Oleh: Ririe Aiko


KETIKA seorang menteri secara terang-terangan menyarankan warga negara yang menganggur untuk mencari kerja ke luar negeri, maka saat itu pula sebuah pengakuan pahit telah diumumkan: negeri ini gagal menyediakan ruang hidup yang layak bagi anak-anak bangsanya sendiri.

Pernyataan ini bukan sekadar ajakan biasa, melainkan simbol dari krisis sistemik yang telah lama menggerogoti tubuh Indonesia. Negeri yang konon kaya akan sumber daya alam dan memiliki bonus demografi, justru menjadi tanah yang gersang bagi anak-anak mudanya dalam mencari penghidupan. Kenyataan ini bukan fiksi—ia nyata, terasa, dan menyakitkan.

Fenomena para lulusan sarjana yang banting setir menjadi sopir ojek online, juru parkir, bahkan asisten rumah tangga di negeri sendiri, bukan lagi cerita pinggiran. Ini telah menjadi gambaran umum tentang betapa timpangnya dunia pendidikan dan realitas lapangan kerja. Di jalanan kota besar, mudah ditemui lulusan teknik yang bekerja sebagai kasir swalayan, atau sarjana ekonomi yang menjajakan makanan kecil demi bertahan hidup. Mereka bukan malas atau tidak berkemampuan—mereka adalah korban dari sistem yang tidak mampu menjamin masa depan mereka.

Kita tidak bisa menutup mata bahwa kebutuhan akan pekerjaan layak semakin mendesak. Lapangan kerja formal menyempit, sementara jumlah pencari kerja terus melonjak setiap tahunnya. Ironisnya, negeri ini tetap gencar membangun sekolah dan universitas, mencetak ribuan lulusan tiap tahun, namun lupa membuka pintu yang cukup untuk menampung mereka.

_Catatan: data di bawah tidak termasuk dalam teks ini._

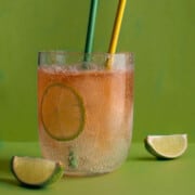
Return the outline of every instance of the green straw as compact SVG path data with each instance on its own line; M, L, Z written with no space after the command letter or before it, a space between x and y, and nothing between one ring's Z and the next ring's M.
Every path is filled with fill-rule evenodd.
M86 48L84 48L84 62L90 61L90 54L92 53L92 49L93 49L98 3L99 0L91 0L90 15L88 22L88 32L87 32Z

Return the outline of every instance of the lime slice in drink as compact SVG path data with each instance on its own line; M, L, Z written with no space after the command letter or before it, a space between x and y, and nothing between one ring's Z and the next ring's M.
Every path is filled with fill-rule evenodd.
M84 106L81 96L63 83L49 86L41 101L41 118L48 134L68 141L83 130Z
M64 174L64 167L61 162L26 156L13 156L11 170L22 184L31 187L54 183Z
M187 148L187 135L147 135L144 143L145 148L158 158L177 158Z

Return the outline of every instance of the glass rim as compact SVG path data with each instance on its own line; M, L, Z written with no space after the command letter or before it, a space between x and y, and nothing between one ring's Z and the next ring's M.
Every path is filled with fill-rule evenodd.
M108 53L108 52L91 52L91 53L84 53L84 52L78 52L78 51L66 51L66 50L42 50L38 51L38 54L51 54L51 53L56 53L56 54L75 54L75 55L134 55L134 52L131 51L120 51L116 53Z

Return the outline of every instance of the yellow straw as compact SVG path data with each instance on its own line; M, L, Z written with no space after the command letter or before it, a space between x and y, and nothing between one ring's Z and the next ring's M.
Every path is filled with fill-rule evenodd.
M119 32L120 32L120 26L121 26L121 22L122 22L125 8L126 8L126 0L119 0L117 14L115 17L115 24L114 24L114 28L113 28L113 35L112 35L112 39L109 42L109 50L108 50L109 54L114 54L116 52L116 47L118 43L118 37L119 37ZM110 66L112 66L110 58L106 63L106 66L107 66L107 68L110 69Z

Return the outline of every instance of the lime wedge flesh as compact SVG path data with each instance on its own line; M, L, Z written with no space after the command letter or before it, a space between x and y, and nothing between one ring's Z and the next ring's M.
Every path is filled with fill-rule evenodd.
M41 101L41 120L52 139L69 141L77 138L84 125L81 96L64 83L50 84Z
M144 144L145 148L158 158L177 158L187 148L187 135L147 135Z
M64 166L61 162L26 156L13 156L11 170L22 184L34 187L54 183L64 174Z

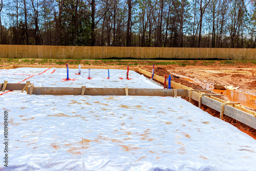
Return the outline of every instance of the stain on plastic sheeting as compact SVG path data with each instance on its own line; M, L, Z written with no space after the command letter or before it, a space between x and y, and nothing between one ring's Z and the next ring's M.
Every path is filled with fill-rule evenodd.
M73 155L81 155L82 153L79 151L80 151L82 148L82 147L71 147L71 149L67 149L67 152Z
M175 143L177 144L180 144L180 145L185 145L184 144L183 144L183 143L182 143L180 141L176 141L175 142Z
M21 122L20 122L20 123L13 123L13 119L11 119L8 121L8 123L11 123L11 124L12 124L13 125L15 125L15 126L17 126L19 124L20 124L20 123L22 123Z
M60 148L59 145L57 145L56 143L52 143L51 144L51 146L55 149Z
M143 156L143 157L140 157L139 159L135 161L140 161L140 159L144 159L144 158L145 158L146 157L147 157L147 156Z
M19 116L19 117L20 118L22 118L23 117L24 117L24 116L28 116L28 115L20 115L20 116Z
M118 145L121 146L122 147L122 149L126 152L129 152L132 150L137 150L141 149L141 148L133 146L132 146L132 145L129 146L124 145Z
M102 108L102 107L100 107L100 109L101 109L102 111L112 111L112 110L113 110L113 109L105 109L105 108Z
M124 134L124 135L133 135L133 134L132 134L132 133L130 132L125 131L124 132L126 133L126 134Z
M76 100L70 100L70 101L72 101L72 103L70 103L69 104L74 104L74 103L77 103L78 104L82 104L80 102L77 102L76 101Z
M123 105L123 104L119 105L118 106L118 107L123 108L126 108L126 109L128 109L128 108L130 108L130 106L128 106L127 105Z
M122 142L120 140L116 140L115 139L104 137L102 137L100 135L98 135L98 138L99 139L100 139L100 140L105 140L105 141L111 141L111 142L115 142L115 143L122 143L122 144L123 143L123 142Z
M108 105L108 104L104 104L104 103L101 103L99 101L94 101L94 103L98 103L98 104L102 104L102 105Z
M125 141L127 141L127 140L131 140L131 139L132 139L132 138L124 138L123 139L124 139L124 140L125 140Z
M239 151L248 151L252 153L255 153L254 151L250 150L250 149L240 149L238 150Z
M200 156L200 157L198 157L201 158L205 159L205 160L208 160L208 159L207 158L206 158L205 157L204 157L203 156Z
M156 152L153 152L153 151L150 151L150 153L152 153L152 154L157 153Z
M178 149L180 151L179 152L180 154L187 154L187 153L186 153L186 148L184 147L180 148Z
M55 116L55 117L80 117L81 115L76 115L74 116L69 116L66 114L65 114L62 113L58 113L57 114L55 114L55 115L47 115L48 116Z
M191 139L191 137L189 136L189 135L187 133L182 133L182 134L186 137L187 137L189 139Z
M32 120L32 119L35 119L35 118L32 117L30 119L22 119L22 120L24 120L24 121L26 121L26 120Z
M13 146L13 147L15 147L15 148L20 148L20 147L18 147L18 146ZM0 168L1 168L1 167L0 167Z
M113 97L110 97L109 98L104 98L106 100L118 100L117 99L115 99Z
M11 110L6 109L6 108L2 108L4 111L7 111L7 112L11 112Z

Lebih miris lagi, pekerjaan yang tersedia kerap tidak relevan dengan bidang ilmu yang dipelajari. Tak sedikit anak muda yang merasa sia-sia menghabiskan waktu bertahun-tahun di bangku kuliah hanya untuk mendapati bahwa gelar mereka tidak cukup untuk mendapatkan kehidupan yang layak. Akibatnya, banyak yang memilih hijrah—bukan karena tak cinta tanah air, tetapi karena negeri ini tidak sanggup memberi mereka harapan.

Apa yang tersisa bagi bangsa ini ketika generasi terbaiknya merasa harus ‘kabur’ ke negeri orang untuk meraih sejahtera? Apa arti kemerdekaan jika anak bangsanya justru merasa lebih dihargai di negeri asing? Negara semestinya hadir untuk menciptakan ekosistem kerja yang mendukung, bukan mendorong anak-anak mudanya untuk menjadi pekerja migran karena tak ada pilihan lain.

Pernyataan seorang menteri yang menyarankan warganya bekerja ke luar negeri adalah cermin ketidakberdayaan negara dalam memenuhi hak dasar rakyatnya: hidup layak dan pekerjaan yang sesuai. Di titik ini, wajar jika kita merasa miris, marah, bahkan pesimis terhadap masa depan.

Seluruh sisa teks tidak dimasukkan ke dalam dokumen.